Decorreu no passado sábado, dia 23, na Casa da Cultura de Mira de Aire, o 4.º Congresso de Autarcas do PSD do Distrito de Leiria organizado pela Comissão Política Distrital e pela Comissão Política da Secção de Porto de Mós.
O congresso começou às 14h30 com a receção aos congressistas, com a sessão de abertura a ser iniciada com a presidente da Comissão Política de Porto de Mós, Olga Silvestre, e o vice-presidente da Comissão Política Distrital de Leiria, Hugo Oliveira.

Sob o tema Descentralização de Competências, o primeiro painel começou com o presidente da Câmara de Pombal, Diogo Mateus, o presidente da Câmara da Batalha, Paulo Batista, e Pedro Pinto, o secretário-geral dos Autarcas Sociais Democratas. Teve como moderador a presidente da Câmara Municipal de Castanheira de Pêra, Alda Carvalho.
Em declarações a O Portomosense, Olga Silvestre, explicou que «Pedro Pinto falou daquilo que é a política do PSD para a descentralização». «Diogo Mateus deu a sua visão pessoal, que não é a favor da descentralização nos moldes em que está e acha que deve haver descentralização, mas com o envelope financeiro. Já Paulo Batista é mais a favor, tanto que aceitou todas as competências que lhe foram dadas por esta legislação».

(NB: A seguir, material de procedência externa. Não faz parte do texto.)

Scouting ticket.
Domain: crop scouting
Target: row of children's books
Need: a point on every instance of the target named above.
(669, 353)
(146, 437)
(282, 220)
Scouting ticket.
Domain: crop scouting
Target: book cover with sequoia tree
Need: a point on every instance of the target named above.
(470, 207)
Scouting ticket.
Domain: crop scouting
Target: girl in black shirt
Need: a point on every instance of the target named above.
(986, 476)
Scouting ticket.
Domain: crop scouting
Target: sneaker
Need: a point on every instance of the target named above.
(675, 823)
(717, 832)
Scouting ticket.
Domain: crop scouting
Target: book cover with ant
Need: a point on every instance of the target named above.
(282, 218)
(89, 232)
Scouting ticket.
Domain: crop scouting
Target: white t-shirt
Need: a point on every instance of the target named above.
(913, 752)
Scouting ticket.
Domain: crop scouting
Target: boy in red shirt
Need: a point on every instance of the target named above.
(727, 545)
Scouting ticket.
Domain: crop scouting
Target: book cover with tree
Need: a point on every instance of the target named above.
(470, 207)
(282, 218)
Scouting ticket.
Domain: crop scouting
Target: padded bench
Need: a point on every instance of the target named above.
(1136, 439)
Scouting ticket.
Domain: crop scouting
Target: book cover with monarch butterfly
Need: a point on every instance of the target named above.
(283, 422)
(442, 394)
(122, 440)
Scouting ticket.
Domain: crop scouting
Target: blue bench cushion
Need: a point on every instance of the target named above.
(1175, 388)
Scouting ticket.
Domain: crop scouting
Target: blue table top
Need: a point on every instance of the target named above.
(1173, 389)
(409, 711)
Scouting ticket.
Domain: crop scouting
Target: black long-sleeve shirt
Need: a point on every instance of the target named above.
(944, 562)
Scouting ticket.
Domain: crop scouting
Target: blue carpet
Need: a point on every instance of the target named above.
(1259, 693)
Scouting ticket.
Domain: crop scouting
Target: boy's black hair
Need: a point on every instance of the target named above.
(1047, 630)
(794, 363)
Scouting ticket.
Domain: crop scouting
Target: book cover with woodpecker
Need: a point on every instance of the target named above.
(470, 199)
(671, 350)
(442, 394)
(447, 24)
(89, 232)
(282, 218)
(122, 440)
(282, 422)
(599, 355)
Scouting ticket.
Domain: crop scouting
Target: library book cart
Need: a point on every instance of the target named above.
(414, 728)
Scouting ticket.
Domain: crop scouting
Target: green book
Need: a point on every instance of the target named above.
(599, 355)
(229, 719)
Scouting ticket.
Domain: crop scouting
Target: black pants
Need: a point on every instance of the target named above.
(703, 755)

No segundo painel esteve Pedro Pimpão, presidente da Junta de Freguesia de Pombal e coordenador Distrital da ANAFRE, Fernando Tinta Ferreira, vice-presidente da CIM Oeste e Presidente da Câmara Municipal de Caldas da Rainha, e Clarisse Louro, presidente da Assembleia Municipal de Porto de Mós. A moderadora foi a presidente da Comissão Política de Porto de Mós. Olga Silvestre , que refere que «o primeiro orador abordou o tema descentralização na perspetiva das juntas de freguesia e Clarisse Louro apresentou no prisma das assembleias municipais». «Tinta Ferreira falou em relação às comunidades intermunicipais, referindo até que poderá haver um novo paradigma no sentido de haver uma autarquia supramunicipal», esclarece.

Houve ainda espaço para uma discussão aberta onde se aprofundou mais o tema. Olga Silvestre garante que «foi bastante enriquecedor». «Uma verdade é certa: a descentralização já está a caminho, portanto não há retrocesso a dar, […] sendo que em 2021, a descentralização será uma realidade», sublinha a nova presidente do PSD concelhio.
O encerramento do congresso foi realizado pelo presidente da Câmara de Porto de Mós, Jorge Vala, pelo presidente da Comissão Política Distrital de Leiria, Rui Rocha e ainda pelo o vice-presidente da Comissão Política Nacional, Nuno Morais Sarmento.

Jorge Vala, no seu discurso, realçou que «a nível da descentralização importa perceber se é boa ou não para as pessoas». «Só vale a pena defender a descentralização se estivermos a acrescentar valor aos nossos munícipes, à nossa população. Se assim não for de que é que vale ter mais responsabilidade e, eventualmente, mais poder, se as pessoas continuarem distantes daquilo que pretendem fazer ou resolver? Portanto, se daqui advier a necessidade de mais recursos humanos, mas se representar mais proximidade e melhor serviço para a população com certeza que vale a pena descentralizar», justifica. O presidente da Câmara terminou dando o exemplo do seu mandato, frisando: “Desiluda-se quem quer ser presidente de Câmara sozinho. Os senhores presidentes de Junta e os autarcas de freguesia, são aqui a peça fundamental em todo este processo. Um processo complicado de relação e proximidade com a população».

Nuno Morais Sarmento explicou a O Portomosense que «o tema deste congresso nasce de um desafio que Rui Rio fez, de recordarmos ao Governo e ao Partido Socialista que se encontrasse um consenso, um projeto que não fosse um projeto partidário, mas possível de um entendimento que perdurasse além de uma legislatura». «Aquilo que o PS fez foi um abastardamento. Ou seja, escrever no papel ainda escreveu, dizer depois onde estava o envelope financeiro que permitisse que isso fosse uma realidade, ainda estamos à espera», assegura. O vice-presidente do PSD acrescenta ainda que «a ideia era que permitisse um caminho de desenvolvimento para os concelhos, mas acabou por ser um fator de desentendimento, de desunião, e seguramente, por estas razões, não um fator de desenvolvimento, mas um fator de separação dentro de cada distrito, não constituindo uma ferramenta de empoderamento das comunidades municipais.
Depois deste congresso, realizou-se um jantar no restaurante Sabores Únicos, nas Grutas de Mira de Aire, onde foi feita a apresentação dos novos órgãos da concelhia do PSD.